Eve yemek saatinde gelirdim ama hemen sofraya oturamazdım. Bu Ayşe Teyzenin… Şu Fatma Hanımın… Komşulara kap kap yemek taşırdım.
Göz hakkı.. Komşu hakkı.. 30 lira aylıkla memuriyeti olan babamı Safiye Ayla, gecesi 300 liraya Küçük çiftlik’e çağırdı. Babam bu daveti “Para ile şarkı okumak benim sanatım değil, hem ben hanende değilim!” diyerek reddetti.
Babam bir takım elbise yaptırdığında evden bir takım elbise dışarı giderdi…” Oğlu, Urfalı büyük sanatkâr Celal Güzelgöz’ü böyle anlatıyordu. Eve yeni bir şey girdiğinde evdeki mevcutlardan birinin dışarı gönderilmesi, yani ihtiyacı olan birisine verilmesi, bunun da daimi bir hareket tarzı olarak benimsenmiş olması, yaşayan ahlâkın çekici bir örneğidir. Bu örnekten iki önemli sonuç çıkan Böyleşine bir güzelliği yaşayan çocuk, hem başkalarının hayatına karşı hassas ve dikkatli olmayı öğrenir, hem de ailesi ile gurur duyar. Tamamen sizin ailenize ait özel bir hareket tarzı, bir farklı üslup da çocuğun ahlâk ve karakter gelişimini mükemmel bir şekilde destekler. Güzellikler, onların işleyişine ve sunuluşuna kattığınız farklılıklar oranında çocuğa daha derinden etkili olur.
Çözümlemeler
Sayı
Baba, oğlunun çok iyi basketbol oynamasını istiyor, onu sık sık evlerinin yakınındaki spor alanına götürüyordu. Burada oynanan oyunlara zorla katılmasını sağladığı oğlunu saha kenarından seyreden baba her defasında aynı sözlerle bağırıp duruyordu: “Toptan kaçma.. Beceriksiz herif!. Sür topu!. Öyle tutulur mu?!” Baba son oyundan sonra bezgin bir şekilde saha kenarına gelen oğluna çıkışmaya devam etti: “Senden başka sayısı olmayan var mı? Y ine sahada dolaşıp durdun.. Yine toptan kaçtın!” Diğer oyuncular da yanlarına gelip onları dinlemeye başladılar. Hakaretler altında sinek kadar kalan çocuk bir kartal gibi oradan kaçmak istedi. Topu öfke ile babasının ayaklarına fırlatıp kapıya doğru yürüdü.

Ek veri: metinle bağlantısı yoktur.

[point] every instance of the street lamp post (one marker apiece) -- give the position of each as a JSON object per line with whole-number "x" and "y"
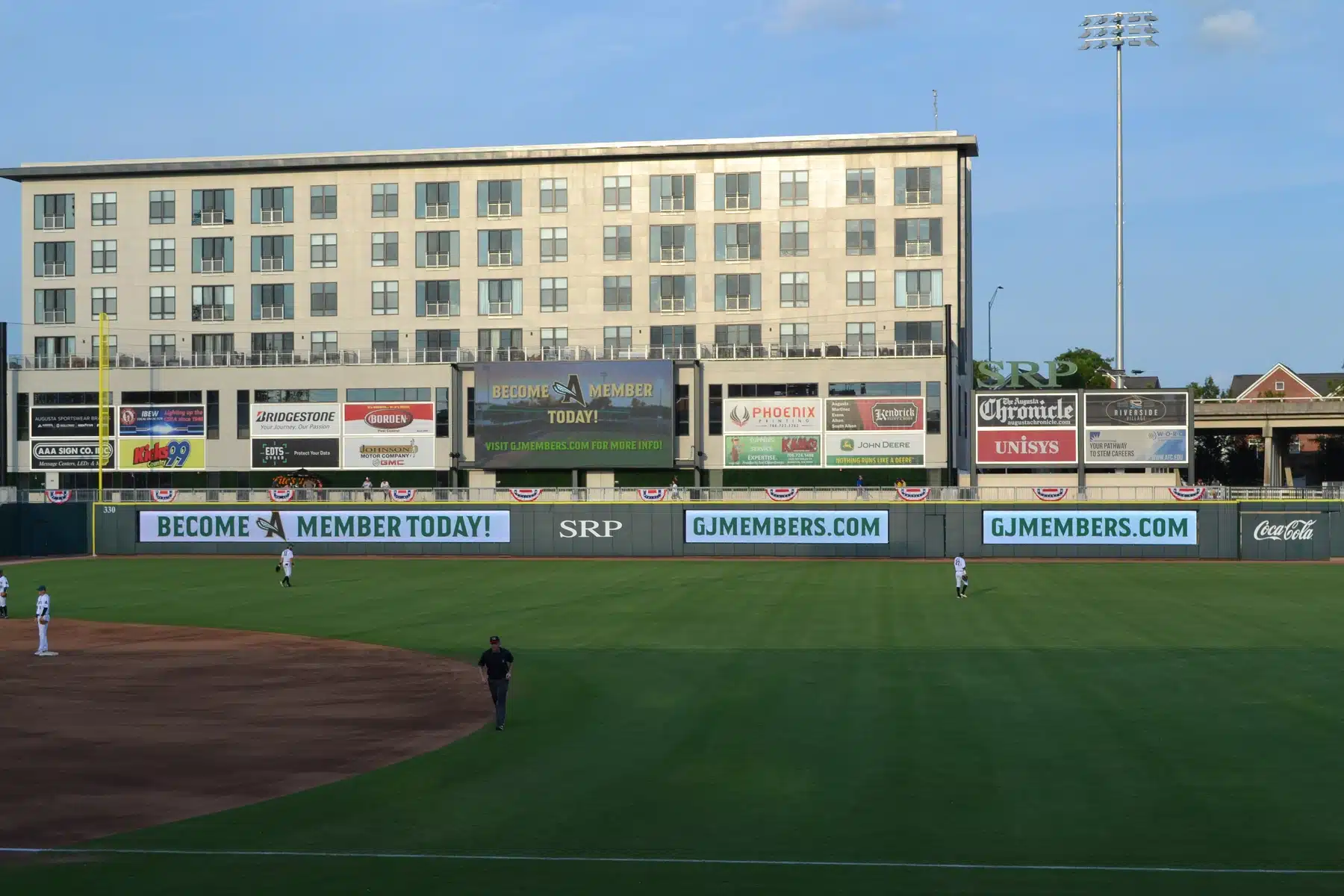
{"x": 1119, "y": 30}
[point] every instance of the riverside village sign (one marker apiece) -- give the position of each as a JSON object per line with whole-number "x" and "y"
{"x": 1021, "y": 374}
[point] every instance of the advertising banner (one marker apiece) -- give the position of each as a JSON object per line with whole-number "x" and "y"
{"x": 186, "y": 420}
{"x": 390, "y": 418}
{"x": 870, "y": 414}
{"x": 573, "y": 414}
{"x": 281, "y": 527}
{"x": 875, "y": 449}
{"x": 296, "y": 420}
{"x": 1136, "y": 447}
{"x": 161, "y": 454}
{"x": 786, "y": 527}
{"x": 1090, "y": 527}
{"x": 72, "y": 454}
{"x": 405, "y": 452}
{"x": 772, "y": 450}
{"x": 67, "y": 422}
{"x": 1026, "y": 410}
{"x": 1026, "y": 448}
{"x": 1136, "y": 408}
{"x": 772, "y": 415}
{"x": 292, "y": 454}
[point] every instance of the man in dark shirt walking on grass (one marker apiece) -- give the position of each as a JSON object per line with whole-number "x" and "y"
{"x": 497, "y": 671}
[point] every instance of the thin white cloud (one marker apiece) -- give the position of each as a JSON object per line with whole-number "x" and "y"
{"x": 1231, "y": 28}
{"x": 848, "y": 15}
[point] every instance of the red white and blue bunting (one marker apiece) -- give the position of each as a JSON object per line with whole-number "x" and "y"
{"x": 1051, "y": 492}
{"x": 1189, "y": 492}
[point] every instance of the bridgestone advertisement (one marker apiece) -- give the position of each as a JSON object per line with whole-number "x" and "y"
{"x": 281, "y": 527}
{"x": 581, "y": 414}
{"x": 786, "y": 527}
{"x": 1090, "y": 527}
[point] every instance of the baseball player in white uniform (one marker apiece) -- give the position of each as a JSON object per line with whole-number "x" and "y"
{"x": 43, "y": 618}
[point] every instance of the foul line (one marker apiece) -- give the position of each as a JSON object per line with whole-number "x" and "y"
{"x": 640, "y": 860}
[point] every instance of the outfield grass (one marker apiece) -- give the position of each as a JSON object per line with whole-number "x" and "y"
{"x": 1155, "y": 715}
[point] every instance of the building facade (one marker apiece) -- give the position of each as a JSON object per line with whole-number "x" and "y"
{"x": 777, "y": 267}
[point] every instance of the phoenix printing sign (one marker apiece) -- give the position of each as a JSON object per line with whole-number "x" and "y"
{"x": 281, "y": 527}
{"x": 597, "y": 414}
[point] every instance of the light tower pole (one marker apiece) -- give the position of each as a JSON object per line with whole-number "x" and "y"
{"x": 1119, "y": 30}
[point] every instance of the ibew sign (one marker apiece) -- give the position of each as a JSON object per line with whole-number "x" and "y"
{"x": 1021, "y": 374}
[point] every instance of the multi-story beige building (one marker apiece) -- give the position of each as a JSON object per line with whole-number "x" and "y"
{"x": 794, "y": 267}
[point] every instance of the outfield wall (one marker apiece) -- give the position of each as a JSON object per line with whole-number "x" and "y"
{"x": 1206, "y": 529}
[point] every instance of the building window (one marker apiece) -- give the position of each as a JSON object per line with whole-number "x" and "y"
{"x": 163, "y": 207}
{"x": 163, "y": 255}
{"x": 556, "y": 293}
{"x": 104, "y": 257}
{"x": 323, "y": 202}
{"x": 672, "y": 193}
{"x": 794, "y": 238}
{"x": 386, "y": 297}
{"x": 616, "y": 294}
{"x": 163, "y": 348}
{"x": 104, "y": 208}
{"x": 737, "y": 242}
{"x": 322, "y": 299}
{"x": 860, "y": 238}
{"x": 616, "y": 243}
{"x": 859, "y": 187}
{"x": 556, "y": 243}
{"x": 104, "y": 301}
{"x": 933, "y": 406}
{"x": 918, "y": 237}
{"x": 386, "y": 250}
{"x": 616, "y": 193}
{"x": 860, "y": 287}
{"x": 385, "y": 200}
{"x": 918, "y": 186}
{"x": 556, "y": 195}
{"x": 918, "y": 287}
{"x": 323, "y": 250}
{"x": 163, "y": 302}
{"x": 793, "y": 188}
{"x": 794, "y": 289}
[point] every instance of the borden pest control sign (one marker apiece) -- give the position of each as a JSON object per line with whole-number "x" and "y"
{"x": 279, "y": 527}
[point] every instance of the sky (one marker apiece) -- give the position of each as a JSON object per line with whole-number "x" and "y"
{"x": 1234, "y": 128}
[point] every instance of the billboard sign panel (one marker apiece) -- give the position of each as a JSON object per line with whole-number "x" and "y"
{"x": 161, "y": 454}
{"x": 402, "y": 452}
{"x": 1136, "y": 447}
{"x": 576, "y": 414}
{"x": 1090, "y": 527}
{"x": 389, "y": 418}
{"x": 344, "y": 527}
{"x": 292, "y": 454}
{"x": 66, "y": 422}
{"x": 772, "y": 450}
{"x": 72, "y": 454}
{"x": 744, "y": 415}
{"x": 159, "y": 421}
{"x": 296, "y": 420}
{"x": 786, "y": 527}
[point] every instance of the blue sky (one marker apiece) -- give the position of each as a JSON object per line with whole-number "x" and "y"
{"x": 1234, "y": 128}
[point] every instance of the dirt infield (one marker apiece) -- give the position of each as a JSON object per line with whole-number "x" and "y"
{"x": 136, "y": 726}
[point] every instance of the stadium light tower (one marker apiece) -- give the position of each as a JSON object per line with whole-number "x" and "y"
{"x": 1119, "y": 30}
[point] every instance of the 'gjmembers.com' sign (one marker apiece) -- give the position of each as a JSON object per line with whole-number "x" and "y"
{"x": 786, "y": 527}
{"x": 280, "y": 527}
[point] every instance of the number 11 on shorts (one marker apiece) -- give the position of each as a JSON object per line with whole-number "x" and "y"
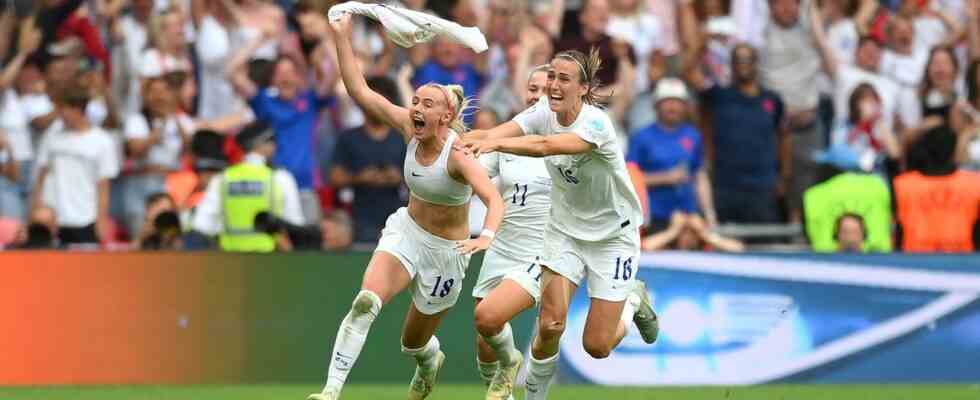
{"x": 447, "y": 286}
{"x": 627, "y": 268}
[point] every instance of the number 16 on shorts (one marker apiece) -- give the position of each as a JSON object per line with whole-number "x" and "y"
{"x": 624, "y": 268}
{"x": 442, "y": 288}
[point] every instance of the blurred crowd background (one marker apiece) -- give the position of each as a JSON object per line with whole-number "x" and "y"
{"x": 832, "y": 125}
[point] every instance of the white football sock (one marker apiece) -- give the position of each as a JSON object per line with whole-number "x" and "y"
{"x": 503, "y": 346}
{"x": 487, "y": 370}
{"x": 540, "y": 374}
{"x": 629, "y": 308}
{"x": 425, "y": 356}
{"x": 350, "y": 338}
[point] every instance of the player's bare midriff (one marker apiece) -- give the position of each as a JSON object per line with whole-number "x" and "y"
{"x": 447, "y": 222}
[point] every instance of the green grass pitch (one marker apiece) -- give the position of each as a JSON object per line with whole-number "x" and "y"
{"x": 453, "y": 392}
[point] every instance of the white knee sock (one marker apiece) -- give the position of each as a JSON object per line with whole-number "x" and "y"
{"x": 540, "y": 374}
{"x": 350, "y": 338}
{"x": 487, "y": 370}
{"x": 425, "y": 356}
{"x": 629, "y": 309}
{"x": 503, "y": 346}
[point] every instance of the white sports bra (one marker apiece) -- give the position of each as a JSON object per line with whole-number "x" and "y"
{"x": 432, "y": 183}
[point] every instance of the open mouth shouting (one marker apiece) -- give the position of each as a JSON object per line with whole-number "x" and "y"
{"x": 418, "y": 122}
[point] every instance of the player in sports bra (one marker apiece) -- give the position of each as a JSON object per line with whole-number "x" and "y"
{"x": 508, "y": 281}
{"x": 593, "y": 232}
{"x": 424, "y": 247}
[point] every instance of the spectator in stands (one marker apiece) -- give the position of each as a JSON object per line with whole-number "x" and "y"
{"x": 128, "y": 34}
{"x": 712, "y": 17}
{"x": 337, "y": 230}
{"x": 257, "y": 19}
{"x": 16, "y": 141}
{"x": 618, "y": 71}
{"x": 631, "y": 22}
{"x": 234, "y": 198}
{"x": 214, "y": 47}
{"x": 937, "y": 92}
{"x": 49, "y": 18}
{"x": 745, "y": 115}
{"x": 207, "y": 159}
{"x": 639, "y": 115}
{"x": 850, "y": 234}
{"x": 8, "y": 173}
{"x": 937, "y": 204}
{"x": 167, "y": 50}
{"x": 593, "y": 20}
{"x": 790, "y": 66}
{"x": 689, "y": 232}
{"x": 869, "y": 140}
{"x": 866, "y": 68}
{"x": 150, "y": 235}
{"x": 903, "y": 61}
{"x": 843, "y": 189}
{"x": 968, "y": 147}
{"x": 670, "y": 155}
{"x": 446, "y": 64}
{"x": 155, "y": 139}
{"x": 368, "y": 161}
{"x": 74, "y": 166}
{"x": 41, "y": 232}
{"x": 64, "y": 69}
{"x": 293, "y": 109}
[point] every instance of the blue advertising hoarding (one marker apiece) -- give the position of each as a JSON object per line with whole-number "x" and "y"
{"x": 750, "y": 319}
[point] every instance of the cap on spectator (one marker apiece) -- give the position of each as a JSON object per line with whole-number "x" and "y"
{"x": 65, "y": 48}
{"x": 670, "y": 88}
{"x": 253, "y": 134}
{"x": 208, "y": 149}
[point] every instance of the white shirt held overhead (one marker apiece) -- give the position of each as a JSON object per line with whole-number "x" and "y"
{"x": 208, "y": 218}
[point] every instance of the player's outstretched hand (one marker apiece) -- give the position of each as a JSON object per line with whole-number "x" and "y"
{"x": 471, "y": 246}
{"x": 341, "y": 25}
{"x": 478, "y": 147}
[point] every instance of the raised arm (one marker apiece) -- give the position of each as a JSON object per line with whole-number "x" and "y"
{"x": 474, "y": 174}
{"x": 369, "y": 101}
{"x": 535, "y": 145}
{"x": 827, "y": 55}
{"x": 29, "y": 40}
{"x": 237, "y": 71}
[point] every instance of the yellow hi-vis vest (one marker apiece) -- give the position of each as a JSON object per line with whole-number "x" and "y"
{"x": 248, "y": 189}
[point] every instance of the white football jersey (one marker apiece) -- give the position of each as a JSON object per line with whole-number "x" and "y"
{"x": 526, "y": 189}
{"x": 592, "y": 196}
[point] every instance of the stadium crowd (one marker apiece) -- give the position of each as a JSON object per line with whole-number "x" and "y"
{"x": 136, "y": 124}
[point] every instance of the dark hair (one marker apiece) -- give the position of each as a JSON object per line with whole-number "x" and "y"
{"x": 158, "y": 196}
{"x": 739, "y": 46}
{"x": 386, "y": 88}
{"x": 856, "y": 217}
{"x": 590, "y": 66}
{"x": 868, "y": 39}
{"x": 76, "y": 95}
{"x": 972, "y": 89}
{"x": 927, "y": 84}
{"x": 854, "y": 102}
{"x": 260, "y": 71}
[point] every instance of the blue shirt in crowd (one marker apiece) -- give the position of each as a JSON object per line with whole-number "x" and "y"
{"x": 294, "y": 123}
{"x": 655, "y": 150}
{"x": 745, "y": 132}
{"x": 463, "y": 74}
{"x": 372, "y": 205}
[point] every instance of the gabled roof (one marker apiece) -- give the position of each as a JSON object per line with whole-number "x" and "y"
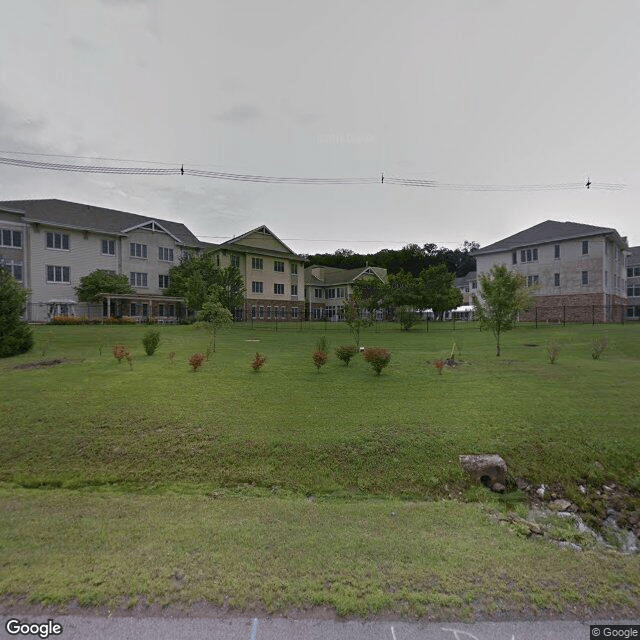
{"x": 336, "y": 276}
{"x": 237, "y": 241}
{"x": 86, "y": 217}
{"x": 548, "y": 231}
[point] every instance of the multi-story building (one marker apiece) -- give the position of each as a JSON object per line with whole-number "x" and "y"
{"x": 48, "y": 245}
{"x": 577, "y": 271}
{"x": 272, "y": 272}
{"x": 328, "y": 288}
{"x": 633, "y": 284}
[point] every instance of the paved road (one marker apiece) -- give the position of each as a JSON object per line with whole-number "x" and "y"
{"x": 123, "y": 628}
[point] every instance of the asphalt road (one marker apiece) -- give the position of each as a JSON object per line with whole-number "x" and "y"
{"x": 235, "y": 628}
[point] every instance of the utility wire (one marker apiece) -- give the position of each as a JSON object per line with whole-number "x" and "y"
{"x": 242, "y": 177}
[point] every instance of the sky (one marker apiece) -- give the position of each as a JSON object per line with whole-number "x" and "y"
{"x": 479, "y": 94}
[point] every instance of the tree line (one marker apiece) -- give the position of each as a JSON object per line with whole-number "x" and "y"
{"x": 412, "y": 259}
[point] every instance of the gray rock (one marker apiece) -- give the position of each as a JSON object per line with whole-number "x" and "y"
{"x": 487, "y": 469}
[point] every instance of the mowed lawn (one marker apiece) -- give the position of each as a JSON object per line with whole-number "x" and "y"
{"x": 292, "y": 488}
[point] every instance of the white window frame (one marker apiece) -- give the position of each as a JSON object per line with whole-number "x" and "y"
{"x": 58, "y": 273}
{"x": 138, "y": 250}
{"x": 57, "y": 238}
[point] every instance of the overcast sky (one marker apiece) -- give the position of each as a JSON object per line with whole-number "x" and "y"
{"x": 465, "y": 92}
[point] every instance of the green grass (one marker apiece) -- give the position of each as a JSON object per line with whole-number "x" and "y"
{"x": 204, "y": 475}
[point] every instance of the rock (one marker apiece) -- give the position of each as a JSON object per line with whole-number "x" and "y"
{"x": 487, "y": 469}
{"x": 560, "y": 504}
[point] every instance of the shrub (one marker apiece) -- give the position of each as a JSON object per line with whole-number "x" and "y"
{"x": 120, "y": 352}
{"x": 196, "y": 360}
{"x": 151, "y": 341}
{"x": 378, "y": 358}
{"x": 319, "y": 359}
{"x": 553, "y": 351}
{"x": 346, "y": 352}
{"x": 16, "y": 335}
{"x": 258, "y": 361}
{"x": 599, "y": 345}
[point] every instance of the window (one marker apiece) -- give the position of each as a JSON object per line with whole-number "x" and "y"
{"x": 58, "y": 274}
{"x": 165, "y": 254}
{"x": 57, "y": 241}
{"x": 137, "y": 279}
{"x": 528, "y": 255}
{"x": 10, "y": 238}
{"x": 138, "y": 250}
{"x": 14, "y": 267}
{"x": 109, "y": 247}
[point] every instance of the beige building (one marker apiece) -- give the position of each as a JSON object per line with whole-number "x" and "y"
{"x": 577, "y": 271}
{"x": 328, "y": 288}
{"x": 272, "y": 272}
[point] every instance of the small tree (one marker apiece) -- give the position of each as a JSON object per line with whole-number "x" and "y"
{"x": 16, "y": 335}
{"x": 98, "y": 282}
{"x": 346, "y": 352}
{"x": 377, "y": 358}
{"x": 151, "y": 341}
{"x": 213, "y": 316}
{"x": 504, "y": 296}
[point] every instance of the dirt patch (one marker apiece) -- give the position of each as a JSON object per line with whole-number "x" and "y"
{"x": 40, "y": 364}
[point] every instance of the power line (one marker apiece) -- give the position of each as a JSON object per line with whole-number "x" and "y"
{"x": 264, "y": 179}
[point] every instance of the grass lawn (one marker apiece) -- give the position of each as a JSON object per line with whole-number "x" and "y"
{"x": 275, "y": 488}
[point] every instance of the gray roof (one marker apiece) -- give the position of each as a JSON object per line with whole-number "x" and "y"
{"x": 634, "y": 256}
{"x": 548, "y": 231}
{"x": 335, "y": 275}
{"x": 74, "y": 215}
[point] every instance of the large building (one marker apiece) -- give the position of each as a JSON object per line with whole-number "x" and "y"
{"x": 48, "y": 245}
{"x": 328, "y": 288}
{"x": 577, "y": 271}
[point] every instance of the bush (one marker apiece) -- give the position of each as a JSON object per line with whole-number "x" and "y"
{"x": 599, "y": 345}
{"x": 378, "y": 358}
{"x": 16, "y": 335}
{"x": 151, "y": 341}
{"x": 196, "y": 360}
{"x": 319, "y": 359}
{"x": 346, "y": 352}
{"x": 120, "y": 352}
{"x": 258, "y": 361}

Baba bir türlü basketbol öğretemediği oğluna kendisine karşı saygısızca davranmayı öğretebilmişti. Nerede başlamak gerektiğini bilmek kadar,
nerede durmak gerektiğini bilmek de önemliydi… Siz durmanız gereken yerde durmazsanız, çocuk da durması gereken yerde durmaz.